Sometimes, revolutionary acts merit headlines. Sometimes, revolutionary acts, especially in this world today, can be as monumental and yet as simple as a smile, a hug, an offer to pray with someone, a wishing of a blessed day to a stranger, and the uttering of the words “Thank You.” How easy to overlook for words in the Luke passage — “…and she praised God.” How reolutionary for a woman to dare to talk to God in public. How revolutionary for this woman, who had been crippled for at least eighteen years, to thank God for His grace in healing her rather than her saying to God, “What took You so long?” Not only did this woman have the courage to do what was right in coming to worship God, but she had the courage to say what was right — “Thank You, God” — and, in doing so, acknowledge both the sovereignty of God and the “rightness” of His most perfect timing. Oh, what we can learn from this woman, who seems to have so little but has so very much.
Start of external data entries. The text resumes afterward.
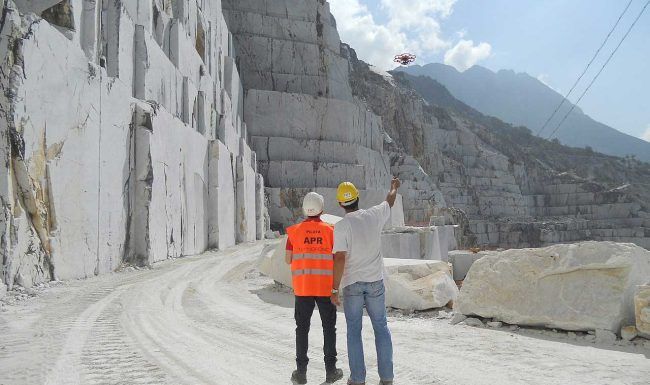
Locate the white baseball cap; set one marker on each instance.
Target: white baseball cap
(312, 204)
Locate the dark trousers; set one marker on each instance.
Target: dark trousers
(304, 308)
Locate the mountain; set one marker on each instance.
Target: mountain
(522, 100)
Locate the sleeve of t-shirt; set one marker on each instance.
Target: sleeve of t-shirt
(381, 213)
(341, 241)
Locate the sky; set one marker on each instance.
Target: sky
(552, 40)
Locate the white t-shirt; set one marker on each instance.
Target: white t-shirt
(359, 234)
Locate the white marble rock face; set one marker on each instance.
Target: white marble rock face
(642, 310)
(583, 286)
(128, 140)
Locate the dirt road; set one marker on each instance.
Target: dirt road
(211, 319)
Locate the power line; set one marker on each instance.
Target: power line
(601, 70)
(566, 97)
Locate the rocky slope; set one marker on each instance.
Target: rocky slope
(516, 190)
(522, 100)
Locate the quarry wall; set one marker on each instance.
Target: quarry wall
(123, 137)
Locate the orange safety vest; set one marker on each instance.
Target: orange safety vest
(312, 264)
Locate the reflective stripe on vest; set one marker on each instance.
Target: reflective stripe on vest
(312, 272)
(327, 257)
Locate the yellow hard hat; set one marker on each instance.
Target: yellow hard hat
(346, 193)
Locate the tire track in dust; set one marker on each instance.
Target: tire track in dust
(66, 369)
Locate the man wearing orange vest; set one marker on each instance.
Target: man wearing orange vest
(309, 252)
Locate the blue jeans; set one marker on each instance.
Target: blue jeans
(372, 295)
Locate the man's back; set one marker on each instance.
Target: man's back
(359, 235)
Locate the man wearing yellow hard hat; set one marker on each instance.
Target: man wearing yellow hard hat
(359, 272)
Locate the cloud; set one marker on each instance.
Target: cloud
(374, 43)
(646, 135)
(411, 26)
(546, 80)
(465, 54)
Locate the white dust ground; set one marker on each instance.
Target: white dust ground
(212, 319)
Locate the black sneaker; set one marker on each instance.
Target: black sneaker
(333, 375)
(299, 377)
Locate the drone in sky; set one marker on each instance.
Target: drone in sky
(404, 58)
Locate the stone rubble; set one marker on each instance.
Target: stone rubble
(418, 285)
(629, 333)
(462, 261)
(584, 286)
(475, 322)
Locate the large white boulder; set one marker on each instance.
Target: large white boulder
(642, 310)
(583, 286)
(418, 284)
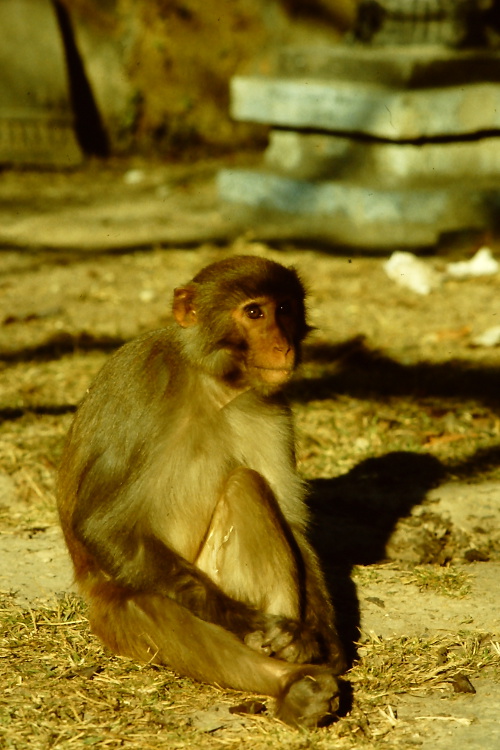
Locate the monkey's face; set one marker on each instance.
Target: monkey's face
(267, 328)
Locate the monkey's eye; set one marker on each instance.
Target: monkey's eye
(285, 308)
(253, 311)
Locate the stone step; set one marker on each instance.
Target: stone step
(375, 110)
(348, 213)
(316, 156)
(413, 66)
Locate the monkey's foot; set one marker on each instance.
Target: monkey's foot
(287, 640)
(312, 700)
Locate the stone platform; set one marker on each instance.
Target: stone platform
(377, 146)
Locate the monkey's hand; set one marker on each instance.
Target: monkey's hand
(288, 640)
(310, 700)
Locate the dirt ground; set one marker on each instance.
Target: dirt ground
(398, 423)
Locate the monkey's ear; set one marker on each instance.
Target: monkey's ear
(183, 306)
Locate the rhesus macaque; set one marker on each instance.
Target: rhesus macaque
(181, 505)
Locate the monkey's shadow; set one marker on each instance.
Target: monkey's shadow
(353, 518)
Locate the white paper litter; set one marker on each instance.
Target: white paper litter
(481, 264)
(489, 338)
(412, 273)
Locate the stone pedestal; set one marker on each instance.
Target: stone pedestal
(373, 146)
(36, 121)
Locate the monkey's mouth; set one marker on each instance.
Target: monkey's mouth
(272, 375)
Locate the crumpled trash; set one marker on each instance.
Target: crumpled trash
(411, 272)
(488, 338)
(481, 264)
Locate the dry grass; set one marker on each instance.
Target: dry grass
(60, 689)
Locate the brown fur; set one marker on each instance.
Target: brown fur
(181, 505)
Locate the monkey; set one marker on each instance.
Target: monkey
(181, 504)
Wonder how many people like this woman are present in “our worlds” whom we consciously choose to ignore, much to our detriment and to the diminshing of our lives?
It’s not easy. I know that. It’s not easy to “stand tall” when others are constantly “putting you down.” “Been there; done that,” but I am trying to do better; and it is through examples like this woman and the words of my pastor that I am becoming more courageous in “standing up” for God and for what He expects of me and for what He considers to be right; and I am doing thar by constantly asking God to suit me up in His armor as described in His Word.
Amazing how asking in prayer and then letting God be my “knight in shining armor” helps me be more courageous and more like Jesus in spite of my blind-spots, of which I, too, have many. Wonder and I bet, God would do the same for you, sir, with the blind-spots and the desire to be more like Jesus. Put on God’s suit of armor and let God ride with you as your “knight in shining armor”; and you will have the courage, truly have the courage you seek to continue “fighting the good fight” and to boldly “stand up for Jesus” and the proclamation of His TRUTH, no matter the obstacles and the criticisms.